FaceApp. L'app è diventata virale di nuovo dopo circa due anni. L'effetto è migliorato ma queste app, come molte altre app virali, tendono ad entrare e venire in ondate guidate da network di influencer o promozioni a pagamento.

È diventato di nuovo virale a causa di alcune caratteristiche che ti permettono di modificare il volto di una persona per farlo apparire più vecchio o più giovane. Ad un certo punto nella sua esistenza, questo rappresentava un problema perché permetteva il "blackface" digitale, ovvero il cambio di un'etnia all'altra.

Nell'attuale ondata di viralità, alcune nuove domande sono emerse su FaceApp.

La prima è se carica il tuo rullino fotografico in background. Non ho trovato nessuna prova di ciò e nemmeno il ricercatore della sicurezza e il CEO di Guardian App Will Strafach o il ricercatore Baptiste Robert.

Il secondo è come si permette di scegliere le foto senza che tu abbia dato accesso all'app al tuo rullino.

Sebbene l'app ti consenta di scegliere una singola foto senza consentirgli l'accesso alla tua libreria di foto, questo comportamento è effettivamente consentito al 100% da un'API Apple introdotta in iOS 11.

Permette ad uno sviluppatore di consentire a un utente di scegliere una singola foto da un sistema dialogo per far funzionare l'app. È possibile visualizzare la documentazione qui e qui.

Poiché l'utente deve toccare una foto, questo fornisce qualcosa che Apple tiene in gran conto: l'intento dell'utente. L'hai esplicitamente toccato, quindi è giusto inviare quella foto. Questo comportamento è in realtà un bene, a mio parere. Ti permette di dare a un'app una foto anziché l'intera libreria. Non può vedere nessuna delle tue foto finché non ne tocchi una. Questo è molto meglio che inviare l'intera libreria su un'app meme.

Sfortunatamente, c'è ancora qualche dissonanza cognitiva.

Perché Apple consente a un'app di chiamare questa API anche se un utente ha impostato l'impostazione "Accesso foto" su "Mai" nelle impostazioni?

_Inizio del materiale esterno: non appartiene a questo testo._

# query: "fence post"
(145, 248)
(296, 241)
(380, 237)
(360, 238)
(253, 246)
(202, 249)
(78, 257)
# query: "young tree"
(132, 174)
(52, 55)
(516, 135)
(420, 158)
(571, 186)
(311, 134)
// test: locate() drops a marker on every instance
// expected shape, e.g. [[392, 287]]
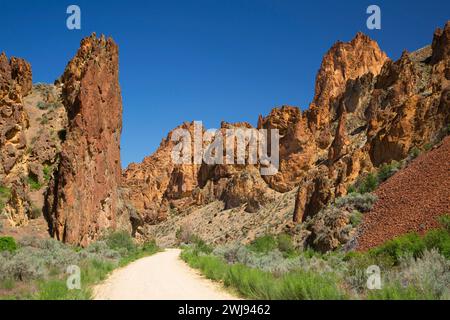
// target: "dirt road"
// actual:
[[163, 276]]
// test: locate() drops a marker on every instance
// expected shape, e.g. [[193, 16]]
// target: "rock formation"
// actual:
[[82, 200], [367, 110]]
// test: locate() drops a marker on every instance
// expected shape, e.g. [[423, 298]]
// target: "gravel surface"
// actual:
[[411, 200], [163, 276]]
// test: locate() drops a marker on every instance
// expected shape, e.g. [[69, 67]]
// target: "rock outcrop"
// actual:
[[82, 199], [367, 110]]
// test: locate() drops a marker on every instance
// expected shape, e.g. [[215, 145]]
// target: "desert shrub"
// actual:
[[23, 265], [361, 202], [357, 263], [35, 213], [438, 239], [301, 285], [7, 244], [428, 146], [445, 222], [251, 283], [259, 284], [368, 184], [185, 234], [429, 274], [120, 241], [285, 244], [100, 251], [356, 218], [264, 244], [414, 245], [409, 244], [396, 291], [33, 183], [47, 172]]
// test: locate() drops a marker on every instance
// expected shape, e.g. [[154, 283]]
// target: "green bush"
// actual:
[[8, 244], [47, 173], [310, 286], [409, 244], [357, 201], [264, 244], [285, 244], [35, 213], [257, 284], [415, 245], [445, 222], [438, 239], [121, 241], [398, 292]]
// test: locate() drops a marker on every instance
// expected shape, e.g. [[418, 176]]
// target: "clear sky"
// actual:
[[208, 60]]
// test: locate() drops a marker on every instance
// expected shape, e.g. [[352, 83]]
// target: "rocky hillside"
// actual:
[[412, 200], [60, 145], [368, 110], [60, 152]]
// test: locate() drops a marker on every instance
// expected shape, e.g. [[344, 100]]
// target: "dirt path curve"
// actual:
[[163, 276]]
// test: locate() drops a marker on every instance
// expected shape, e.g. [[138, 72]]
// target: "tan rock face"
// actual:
[[83, 198], [343, 62], [367, 110], [15, 82], [298, 150]]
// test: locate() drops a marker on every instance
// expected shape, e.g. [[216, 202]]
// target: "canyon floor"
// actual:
[[163, 276]]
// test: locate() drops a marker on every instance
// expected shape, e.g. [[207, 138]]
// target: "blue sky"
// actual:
[[208, 60]]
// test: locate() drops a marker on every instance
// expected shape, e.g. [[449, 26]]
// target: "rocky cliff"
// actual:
[[60, 148], [83, 198], [367, 110]]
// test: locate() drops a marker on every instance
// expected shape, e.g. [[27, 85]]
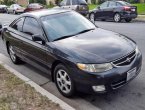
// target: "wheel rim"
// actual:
[[63, 81], [117, 17], [12, 54], [92, 17]]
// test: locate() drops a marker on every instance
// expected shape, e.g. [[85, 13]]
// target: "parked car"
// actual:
[[78, 55], [33, 7], [116, 10], [15, 9], [3, 8], [78, 5]]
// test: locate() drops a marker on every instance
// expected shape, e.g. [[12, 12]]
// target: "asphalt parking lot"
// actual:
[[129, 97]]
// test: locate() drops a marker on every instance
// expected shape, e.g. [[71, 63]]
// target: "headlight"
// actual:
[[137, 50], [95, 67]]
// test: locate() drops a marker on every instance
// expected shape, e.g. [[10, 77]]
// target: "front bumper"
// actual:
[[129, 15], [112, 79]]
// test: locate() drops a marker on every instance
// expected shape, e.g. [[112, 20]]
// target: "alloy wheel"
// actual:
[[63, 81]]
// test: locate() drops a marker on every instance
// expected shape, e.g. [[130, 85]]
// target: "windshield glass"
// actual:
[[65, 24]]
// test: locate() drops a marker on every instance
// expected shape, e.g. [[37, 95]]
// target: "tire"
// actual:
[[128, 20], [92, 17], [63, 81], [117, 17], [14, 12], [13, 57]]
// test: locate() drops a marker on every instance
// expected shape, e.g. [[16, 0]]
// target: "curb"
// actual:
[[39, 89]]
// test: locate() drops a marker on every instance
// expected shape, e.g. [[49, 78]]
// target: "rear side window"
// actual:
[[19, 24], [31, 26], [104, 5], [112, 4]]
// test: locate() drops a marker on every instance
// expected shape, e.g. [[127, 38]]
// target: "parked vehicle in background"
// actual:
[[3, 8], [77, 55], [80, 6], [15, 9], [116, 10], [33, 7]]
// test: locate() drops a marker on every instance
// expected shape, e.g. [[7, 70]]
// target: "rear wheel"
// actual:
[[128, 20], [117, 17], [12, 54], [63, 81]]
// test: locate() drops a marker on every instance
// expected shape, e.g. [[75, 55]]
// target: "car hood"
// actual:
[[96, 46]]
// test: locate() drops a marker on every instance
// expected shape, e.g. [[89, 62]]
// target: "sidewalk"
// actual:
[[141, 18]]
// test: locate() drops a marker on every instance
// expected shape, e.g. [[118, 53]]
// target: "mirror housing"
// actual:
[[38, 37]]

A mio parere, se lo hai impostato su "Mai", dovresti modificarlo prima che qualsiasi foto possa accedere all'app dalla tua libreria, indipendentemente dall'inconveniente che ciò causa (ergo: l'app non funziona).

"Mai" non è un valore predefinito, è una scelta esplicita e l'intento dell'utente permanente prevale sull'intento dell'utente unico del nuovo raccoglitore di foto.

Credo che Apple dovrebbe trovare un modo per rettificare questo in futuro rendendolo più chiaro o non autorizzando le app se le persone hanno esplicitamente scelto di non condividere le foto.

Una buona idea potrebbe essere l'equivalente dell'opzione di posizione "solo una volta" aggiunta al prossimo iOS 13 potrebbe essere appropriata (cosa che esiste già su Android da molti release).

Una cosa che FaceApp fa, tuttavia, è caricare la tua foto sul cloud per l'elaborazione. Non esegue l'elaborazione sul dispositivo come fa l'app di prima parte di Apple, e come abilita per terze parti attraverso le sue librerie le sue routine ML.

Questo non è chiaro all'utente, ne è specificato nel disclaimer dell'App.

Dato il numero di screenshot che le persone utilizzano come dati sensibili (come, ad esempio, salvarsi l'IBAN e il PIN del Bancomat) e quant'altro, l'accesso alle foto è un rischio per la sicurezza più grande che mai in questi giorni.

Con uno scraper e una basilare tecnologia di riconoscimento ottico dei caratteri (OCR) è possibile visualizzare automaticamente una quantità enorme di informazioni oltre le "foto delle persone".

Quindi, nel complesso, penso che sia importante riflettere attentamente sulle misure di salvaguardia messe in atto per proteggere gli archivi fotografici e i motivi e i metodi delle app a cui diamo accesso al nostro mobile.